Looking back our example lineage above, let’s walk through how we could programmatically determine this lineage chain:
The first step is to figure out what the “root” column is. We then have to walk through several CTEs to get to the real stg_orders table. This involves taking each of the top-level columns and recursively resolving all subpaths until we get to a real table, and once we do so, we add it to our list of collected lineage. We repeated this for every top-level column in the query until we have all the column-level lineage for the statement.
Phew—all the complex parsing is finally done. We now have a simple map of column → [lineage-columns]. The final step is post-processing, where we match the found columns to the actual warehouse schema. Whenever we find a match, we insert the column → column mapping into our lineage table.

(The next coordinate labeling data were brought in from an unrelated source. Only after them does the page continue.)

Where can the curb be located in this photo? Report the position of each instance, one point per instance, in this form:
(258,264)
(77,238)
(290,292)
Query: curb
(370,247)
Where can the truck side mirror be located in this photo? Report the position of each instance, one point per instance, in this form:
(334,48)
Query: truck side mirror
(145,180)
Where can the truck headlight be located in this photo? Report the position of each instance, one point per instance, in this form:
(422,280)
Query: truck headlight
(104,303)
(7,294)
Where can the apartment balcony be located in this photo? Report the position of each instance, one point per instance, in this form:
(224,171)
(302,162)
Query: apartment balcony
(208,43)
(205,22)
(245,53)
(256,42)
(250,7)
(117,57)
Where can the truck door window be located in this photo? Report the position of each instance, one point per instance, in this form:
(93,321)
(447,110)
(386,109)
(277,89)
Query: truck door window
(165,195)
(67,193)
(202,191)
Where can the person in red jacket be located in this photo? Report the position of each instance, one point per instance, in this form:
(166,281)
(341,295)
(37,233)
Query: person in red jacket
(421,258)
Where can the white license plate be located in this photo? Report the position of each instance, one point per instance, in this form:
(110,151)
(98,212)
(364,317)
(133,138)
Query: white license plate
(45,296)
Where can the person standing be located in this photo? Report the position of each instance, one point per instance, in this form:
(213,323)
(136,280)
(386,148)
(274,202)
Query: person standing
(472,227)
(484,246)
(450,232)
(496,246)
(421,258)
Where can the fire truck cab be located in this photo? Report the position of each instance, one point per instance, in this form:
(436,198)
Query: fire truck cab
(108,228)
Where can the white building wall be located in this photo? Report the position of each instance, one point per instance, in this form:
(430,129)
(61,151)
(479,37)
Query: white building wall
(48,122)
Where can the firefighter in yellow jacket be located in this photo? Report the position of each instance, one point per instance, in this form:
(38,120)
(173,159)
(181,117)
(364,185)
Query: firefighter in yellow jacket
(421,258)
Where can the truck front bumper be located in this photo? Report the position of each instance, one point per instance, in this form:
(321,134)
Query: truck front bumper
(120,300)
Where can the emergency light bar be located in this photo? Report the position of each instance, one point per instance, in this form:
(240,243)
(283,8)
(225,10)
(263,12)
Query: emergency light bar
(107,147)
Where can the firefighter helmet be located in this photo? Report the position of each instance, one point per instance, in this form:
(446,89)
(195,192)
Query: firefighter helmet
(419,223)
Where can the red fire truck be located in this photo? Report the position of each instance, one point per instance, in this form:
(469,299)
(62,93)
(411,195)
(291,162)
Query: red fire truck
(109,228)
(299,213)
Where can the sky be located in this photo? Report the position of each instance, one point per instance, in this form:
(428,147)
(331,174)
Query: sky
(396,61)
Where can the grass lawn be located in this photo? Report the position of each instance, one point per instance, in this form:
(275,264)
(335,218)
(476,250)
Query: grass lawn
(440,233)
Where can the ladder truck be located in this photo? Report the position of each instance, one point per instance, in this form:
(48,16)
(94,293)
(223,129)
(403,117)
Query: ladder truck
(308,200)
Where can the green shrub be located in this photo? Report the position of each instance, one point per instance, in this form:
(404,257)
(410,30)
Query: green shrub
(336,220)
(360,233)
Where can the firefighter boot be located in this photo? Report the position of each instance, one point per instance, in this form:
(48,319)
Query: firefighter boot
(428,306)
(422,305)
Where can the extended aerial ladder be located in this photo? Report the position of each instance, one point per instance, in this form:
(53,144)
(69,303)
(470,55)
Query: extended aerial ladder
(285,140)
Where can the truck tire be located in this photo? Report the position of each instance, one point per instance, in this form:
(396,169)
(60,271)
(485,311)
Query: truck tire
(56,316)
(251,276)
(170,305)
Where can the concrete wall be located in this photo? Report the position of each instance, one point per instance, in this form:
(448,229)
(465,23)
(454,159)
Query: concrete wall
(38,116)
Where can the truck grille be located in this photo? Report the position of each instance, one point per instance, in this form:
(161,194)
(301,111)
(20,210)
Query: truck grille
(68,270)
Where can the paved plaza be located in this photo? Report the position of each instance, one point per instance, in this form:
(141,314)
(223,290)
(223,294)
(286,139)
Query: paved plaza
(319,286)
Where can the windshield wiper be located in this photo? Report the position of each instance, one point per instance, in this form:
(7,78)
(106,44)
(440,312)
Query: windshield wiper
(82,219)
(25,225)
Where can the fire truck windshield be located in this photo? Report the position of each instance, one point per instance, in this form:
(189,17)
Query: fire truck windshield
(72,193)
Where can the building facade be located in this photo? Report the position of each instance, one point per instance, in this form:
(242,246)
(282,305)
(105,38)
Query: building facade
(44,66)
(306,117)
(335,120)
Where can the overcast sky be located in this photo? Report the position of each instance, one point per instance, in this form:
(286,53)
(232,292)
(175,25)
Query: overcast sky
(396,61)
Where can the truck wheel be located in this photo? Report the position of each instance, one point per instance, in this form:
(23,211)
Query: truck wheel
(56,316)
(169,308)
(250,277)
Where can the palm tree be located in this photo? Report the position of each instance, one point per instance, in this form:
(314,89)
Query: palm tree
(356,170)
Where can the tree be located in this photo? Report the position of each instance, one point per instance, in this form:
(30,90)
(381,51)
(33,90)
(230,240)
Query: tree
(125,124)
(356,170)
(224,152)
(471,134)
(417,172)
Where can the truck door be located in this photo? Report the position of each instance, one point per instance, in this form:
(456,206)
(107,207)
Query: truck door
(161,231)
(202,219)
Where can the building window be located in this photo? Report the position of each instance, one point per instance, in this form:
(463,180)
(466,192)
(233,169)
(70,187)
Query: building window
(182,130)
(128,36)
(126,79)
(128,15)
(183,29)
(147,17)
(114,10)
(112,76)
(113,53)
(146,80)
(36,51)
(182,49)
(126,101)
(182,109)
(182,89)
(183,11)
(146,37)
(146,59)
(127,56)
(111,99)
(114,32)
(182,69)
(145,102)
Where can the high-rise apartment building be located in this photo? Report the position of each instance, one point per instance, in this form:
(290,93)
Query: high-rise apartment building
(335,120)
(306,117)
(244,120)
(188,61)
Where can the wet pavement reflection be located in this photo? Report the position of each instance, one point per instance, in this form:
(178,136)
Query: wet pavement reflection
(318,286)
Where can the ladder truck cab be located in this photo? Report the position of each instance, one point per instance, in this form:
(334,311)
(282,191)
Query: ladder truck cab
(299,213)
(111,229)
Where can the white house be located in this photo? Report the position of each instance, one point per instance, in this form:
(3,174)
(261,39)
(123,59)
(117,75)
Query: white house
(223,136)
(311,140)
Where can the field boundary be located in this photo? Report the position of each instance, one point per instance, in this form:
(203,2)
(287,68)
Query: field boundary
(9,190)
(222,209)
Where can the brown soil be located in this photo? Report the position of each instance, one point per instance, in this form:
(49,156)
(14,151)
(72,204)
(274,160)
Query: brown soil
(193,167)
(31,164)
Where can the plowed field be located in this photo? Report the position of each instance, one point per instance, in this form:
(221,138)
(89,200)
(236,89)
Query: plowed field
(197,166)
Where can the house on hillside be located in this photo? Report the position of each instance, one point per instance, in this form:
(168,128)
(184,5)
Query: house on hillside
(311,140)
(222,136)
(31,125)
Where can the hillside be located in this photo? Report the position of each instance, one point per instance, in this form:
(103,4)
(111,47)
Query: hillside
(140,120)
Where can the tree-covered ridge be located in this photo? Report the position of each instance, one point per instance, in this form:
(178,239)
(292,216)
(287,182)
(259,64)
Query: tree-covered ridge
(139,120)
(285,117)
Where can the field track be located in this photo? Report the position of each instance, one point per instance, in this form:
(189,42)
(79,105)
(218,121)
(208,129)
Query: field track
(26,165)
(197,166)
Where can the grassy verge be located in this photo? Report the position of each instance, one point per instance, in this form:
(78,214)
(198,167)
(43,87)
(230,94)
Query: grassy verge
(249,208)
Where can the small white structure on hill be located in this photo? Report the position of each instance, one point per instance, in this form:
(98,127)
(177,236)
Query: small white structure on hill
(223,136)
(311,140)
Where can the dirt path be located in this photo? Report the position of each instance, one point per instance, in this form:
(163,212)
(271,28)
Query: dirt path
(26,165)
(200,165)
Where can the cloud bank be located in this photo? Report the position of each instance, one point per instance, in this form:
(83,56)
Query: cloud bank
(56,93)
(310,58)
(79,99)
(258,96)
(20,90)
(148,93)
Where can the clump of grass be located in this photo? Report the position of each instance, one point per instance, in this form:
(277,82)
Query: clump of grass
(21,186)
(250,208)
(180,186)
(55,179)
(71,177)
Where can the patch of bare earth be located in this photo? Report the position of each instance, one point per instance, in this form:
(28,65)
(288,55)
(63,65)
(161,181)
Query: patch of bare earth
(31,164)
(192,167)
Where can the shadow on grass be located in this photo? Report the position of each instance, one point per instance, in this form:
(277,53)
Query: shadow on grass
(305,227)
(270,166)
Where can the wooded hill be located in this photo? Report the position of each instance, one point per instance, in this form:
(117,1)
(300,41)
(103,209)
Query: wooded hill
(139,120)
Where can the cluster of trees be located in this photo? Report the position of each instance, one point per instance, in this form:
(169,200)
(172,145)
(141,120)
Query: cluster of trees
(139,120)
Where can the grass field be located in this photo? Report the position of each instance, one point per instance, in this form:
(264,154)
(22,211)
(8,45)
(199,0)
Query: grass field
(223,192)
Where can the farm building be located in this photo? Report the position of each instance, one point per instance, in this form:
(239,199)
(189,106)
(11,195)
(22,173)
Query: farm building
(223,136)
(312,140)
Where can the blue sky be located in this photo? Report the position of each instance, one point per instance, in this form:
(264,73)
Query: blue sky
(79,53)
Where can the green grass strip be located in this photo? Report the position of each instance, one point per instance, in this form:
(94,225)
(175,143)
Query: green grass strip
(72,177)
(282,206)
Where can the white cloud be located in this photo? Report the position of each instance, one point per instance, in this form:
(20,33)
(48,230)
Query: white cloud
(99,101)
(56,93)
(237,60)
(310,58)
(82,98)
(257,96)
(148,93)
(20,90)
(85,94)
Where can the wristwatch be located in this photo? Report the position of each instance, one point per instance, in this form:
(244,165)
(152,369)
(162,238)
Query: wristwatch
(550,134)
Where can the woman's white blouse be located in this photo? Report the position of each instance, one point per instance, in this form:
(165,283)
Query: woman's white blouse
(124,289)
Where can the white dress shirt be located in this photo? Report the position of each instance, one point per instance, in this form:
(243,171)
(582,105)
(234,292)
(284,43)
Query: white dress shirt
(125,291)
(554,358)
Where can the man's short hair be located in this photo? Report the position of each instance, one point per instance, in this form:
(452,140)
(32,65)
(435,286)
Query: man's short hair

Once the data is in our lineage table, it becomes a part of the lineage graph that the rest of Metaplane can query and display.
While this specific example was for a create statement, the algorithm is much the same for insert, update, and merge statements. The trick for all lies in figuring out which are the “root” columns.
While the above steps may seem simple, they hide enormous challenges. These include:
- In the customers example above, there are a many select * statements in the query. This means that we must query the schema of the table to determine which tables are being selected, and dynamically add those back into the IR.
- It can be difficult to distinguish between “direct” lineage that comes from selected data vs “filter” lineage that comes from where clauses. This is only solvable at the AST level, as we must parse out which type of lineage the column would be.
- The logic to traverse CTEs is quite complex. CTEs can also have select * statements. Additionally, you can actually have nested CTEs. It’s tricky to recursively search through layers of CTEs to find real lineage.
- Our customers example above is quite simple, but in the real world SQL statements can be thousands of lines long, and have hundreds of CTEs and thousands of columns. Performance concerns become very relevant at this scale.
- There are interesting challenges when covering insert statements, as the position of the columns becomes important and must be carried through many layers.
- Building our own SQL parser was key to building column-level lineage. We found that many problems could only be or were mostly easily solved at the parser level when building our AST. The whole parser → AST → IR pipeline is unavoidably coupled. Having control over the whole stack allowed us to iterate quickly and solve problems at the right level.
- Building a comprehensive test suite was key to making sure we could confidently make changes and iterate on lineage parsing stack. There’s a ton of complex logic and edge cases to solve, so we have extensive test coverage to ensure that new changes don’t break things. To make sure we would actually write tests, we made it easy to add a new test case by just plopping in a raw query and allowing people to define high level assertions.
- Testing on real world data is key. The queries we see every day are significantly more complex than anything we encountered in documentation or examples online.
While our lineage solution is comprehensive now, we are constantly improving our parser and coverage. We are also working to handle more complex update chains that pass through temporary tables and schemas.